Cioran herdou a descrença de Nietzsche e a forma de narrar de La Rochefoucauld e Pascal, inspirou-se nos filósofos místicos e foi guiado pelos poetas: “Embora freqüentasse os místicos, no meu foro íntimo estive sempre do lado do demônio: não podendo me igualar a ele pela força, tentei ser equivalente ao menos pela insolência, pela aspereza, pelo arbítrio e pelo capricho.”
Em “Exercícios de Admiração”, o autor de aforismos, silogismos e breviários, desvenda o universo literário de Samuel Beckett, autor de Malone Morre: “Muitas de suas páginas me soam como um monólogo após o fim de algum período cósmico. Sensação de entrar num universo póstumo, em alguma geografia imaginada por um demônio, livre de tudo, até mesmo de sua maldição”. Uma das falas do protagonista Malone sintetiza o pensamento de Beckett: “O tempo que temos para passar na terra não é tão longo para que o utilizemos em outra coisa além de nós mesmos”.
Já no perfil de Jorge Luis Borges, Cioran descreve o autor argentino como um intelectual sem pátria, um aventureiro, um “monstro magnífico e condenado”, alguém que poderia “tornar-se um símbolo de uma humanidade sem dogmas nem sistemas e, se existe uma utopia que subscreveria de bom grado, seria aquela em que cada um o tomasse como o modelo, um dos espíritos menos pesados que já existiram, o último dos delicados”.
Há outros ensaios, exercícios, evocações que ajudam a traçar o percurso existencial de Cioran.

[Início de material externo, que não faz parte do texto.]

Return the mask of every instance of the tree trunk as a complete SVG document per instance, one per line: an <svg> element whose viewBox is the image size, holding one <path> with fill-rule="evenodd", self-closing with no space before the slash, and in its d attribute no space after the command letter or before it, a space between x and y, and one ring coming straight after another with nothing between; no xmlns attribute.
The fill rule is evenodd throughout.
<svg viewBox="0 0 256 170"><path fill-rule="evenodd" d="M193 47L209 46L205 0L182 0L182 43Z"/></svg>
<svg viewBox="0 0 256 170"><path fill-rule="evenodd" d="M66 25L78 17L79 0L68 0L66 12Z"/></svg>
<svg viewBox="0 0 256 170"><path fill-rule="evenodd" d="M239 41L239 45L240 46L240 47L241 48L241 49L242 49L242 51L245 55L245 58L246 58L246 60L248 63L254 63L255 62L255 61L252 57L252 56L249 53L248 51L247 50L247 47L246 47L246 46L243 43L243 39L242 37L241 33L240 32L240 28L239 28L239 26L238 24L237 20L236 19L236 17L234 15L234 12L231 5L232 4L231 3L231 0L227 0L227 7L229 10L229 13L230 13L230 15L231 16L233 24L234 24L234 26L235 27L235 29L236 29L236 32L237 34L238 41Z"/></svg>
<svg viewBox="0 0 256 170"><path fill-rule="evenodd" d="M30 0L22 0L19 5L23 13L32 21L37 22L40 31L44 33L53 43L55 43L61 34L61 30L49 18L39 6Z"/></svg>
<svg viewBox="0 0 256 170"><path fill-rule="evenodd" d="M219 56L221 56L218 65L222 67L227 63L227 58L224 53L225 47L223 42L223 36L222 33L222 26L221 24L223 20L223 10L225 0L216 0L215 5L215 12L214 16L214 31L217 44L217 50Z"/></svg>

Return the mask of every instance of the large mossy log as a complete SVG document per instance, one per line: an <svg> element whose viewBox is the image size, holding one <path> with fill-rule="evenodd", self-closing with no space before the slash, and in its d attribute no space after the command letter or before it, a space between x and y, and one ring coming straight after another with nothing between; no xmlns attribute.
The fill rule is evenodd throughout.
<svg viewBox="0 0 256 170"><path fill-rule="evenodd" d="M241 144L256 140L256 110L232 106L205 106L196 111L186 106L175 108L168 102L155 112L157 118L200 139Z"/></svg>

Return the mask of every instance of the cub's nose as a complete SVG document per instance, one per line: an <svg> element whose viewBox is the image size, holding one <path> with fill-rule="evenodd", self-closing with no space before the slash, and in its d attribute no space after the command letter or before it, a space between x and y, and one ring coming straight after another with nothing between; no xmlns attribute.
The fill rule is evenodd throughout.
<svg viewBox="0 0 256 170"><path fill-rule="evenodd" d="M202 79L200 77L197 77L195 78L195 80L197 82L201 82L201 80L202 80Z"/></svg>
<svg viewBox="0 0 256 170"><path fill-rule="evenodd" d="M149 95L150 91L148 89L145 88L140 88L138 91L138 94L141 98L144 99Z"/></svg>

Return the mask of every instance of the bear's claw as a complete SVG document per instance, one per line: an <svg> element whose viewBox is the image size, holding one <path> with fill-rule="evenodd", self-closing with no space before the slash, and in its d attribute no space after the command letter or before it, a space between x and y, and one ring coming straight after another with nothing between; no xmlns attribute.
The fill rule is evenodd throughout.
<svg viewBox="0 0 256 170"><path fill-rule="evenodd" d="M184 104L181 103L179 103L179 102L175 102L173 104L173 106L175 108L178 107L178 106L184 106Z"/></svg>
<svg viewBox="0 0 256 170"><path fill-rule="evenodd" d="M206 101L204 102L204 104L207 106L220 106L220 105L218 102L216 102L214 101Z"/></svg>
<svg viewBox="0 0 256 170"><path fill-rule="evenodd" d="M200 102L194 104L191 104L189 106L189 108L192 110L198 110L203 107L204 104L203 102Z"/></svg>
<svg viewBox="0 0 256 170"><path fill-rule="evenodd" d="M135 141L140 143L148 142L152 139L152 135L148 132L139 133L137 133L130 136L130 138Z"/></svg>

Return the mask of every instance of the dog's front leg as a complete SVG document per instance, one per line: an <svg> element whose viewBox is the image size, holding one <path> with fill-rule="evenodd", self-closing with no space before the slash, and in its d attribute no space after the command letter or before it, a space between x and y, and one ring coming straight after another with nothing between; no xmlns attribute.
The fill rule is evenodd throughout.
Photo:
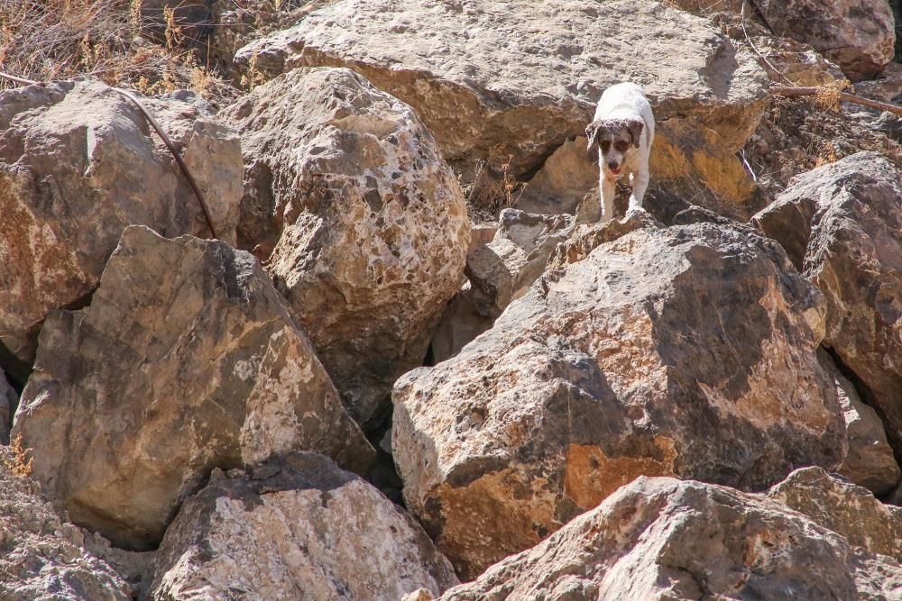
<svg viewBox="0 0 902 601"><path fill-rule="evenodd" d="M602 221L604 223L614 218L614 196L617 195L617 184L613 179L602 176L598 182L602 196Z"/></svg>
<svg viewBox="0 0 902 601"><path fill-rule="evenodd" d="M630 195L630 206L627 214L636 211L644 211L642 200L645 198L645 191L649 187L649 172L640 171L632 175L632 194Z"/></svg>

O filósofo retrata o seu ídolo de juventude, Otto Weinninger, analisa a obra de Joseph de Maistre, o reacionário que defendia a Inquisição, relembra a amizade com Benjamin Fiondane, o judeu romeno discípulo de Léon Chestov, entre outros retratos literários.
Cioran revela-se por inteiro através dos retratos dos seus interlocutores. O filósofo se revela ao desvendar os outros. Segundo Saint-Beuve, o portrait littéraire é uma forma utilizada “para produzir nossos próprios sentimentos sobre o mundo e sobre a vida, para exalar com subterfúgio uma certa poesia oculta.”
A arte da provocação de Cioran encontra-se também em Baudelaire, poeta da “franqueza absoluta”, dos Fusées e de Meu coração desnudado: “O que consideramos verdadeiro devemos dizê-lo e dizê-lo corajosamente. Gostaria de descobrir, mesmo se me custasse caro, uma verdade que chocasse todo o gênero humano. Eu a diria à queima-roupa”.



‘Escrevo para me aliviar’

Só tenho vontade de escrever num estado explosivo, na excitação ou na crispação, num estupor transformado em frenesi, num clima de ajuste de contas em que as invectivas substituem as bofetadas e os golpes. (...) Escrevo para não passar ao ato, para evitar uma crise. A expressão é alívio, desforra indireta daquele que não consegue digerir uma vergonha e que se revolta em palavras contra os seus semelhantes e contra si mesmo. A indignação é menos um gesto moral que literário, é mesmo a mola da inspiração. E a sabedoria? É justamente o oposto. O sábio em nós arruina todos os nossos élans, é o sabotador que nos enfraquece e nos paralisa, que espreita em nós o louco para dominá-lo e comprometê-lo, para desonrá-lo. A inspiração? Um desequilíbrio súbito, volúpia inominável de se afirmar ou de se destruir. Não escrevi uma única linha na minha temperatura normal. (...) Escrever é uma provocação, uma visão infelizmente falsa da realidade, que nos coloca acima do que existe e do que nos parece existir. Competir com Deus, ultrapassá-lo mesmo apenas pela força da linguagem, esta é a proeza do escritor, espécime ambíguo, dilacerado e enfatuado que, livre da sua condição natural, se entregou a uma vertigem magnífica, sempre desconcertante, algumas vezes odiosa. Nada mais miserável do que a palavra, e no entanto, é através dela que atingimos sensações de felicidade, uma dilatação última em que estamos completamente sós, sem o menor sentimento de opressão. O supremo alcançado pelo vocábulo, pelo próprio símbolo da fragilidade! Pode-se alcançá-lo também, curiosamente, através da ironia, com a condição de que esta, levando ao extremo sua obra de demolição, cause arrepios de um deus às avessas. As palavras como agente de um êxtase invertido... Tudo o que é realmente intenso participa do paraíso e do inferno, com a diferença de que o primeiro só podemos entrevê-lo, enquanto o segundo temos a sorte de percebê-lo e, mais ainda, de senti-lo. Existe uma vantagem ainda mais notável de que o escritor tem o monopólio: a de se livrar de seus perigos. Sem a faculdade de encher as páginas me pergunto o que eu viria a ser. Escrever é desfazer-se de seus remorsos e rancores, vomitar seus segredos. O escritor é um desequilibrado que utiliza essas ficções que são as palavras para se curar. Quantas angústias, quantas crises sinistras venci graças a esses remédios insubstanciais!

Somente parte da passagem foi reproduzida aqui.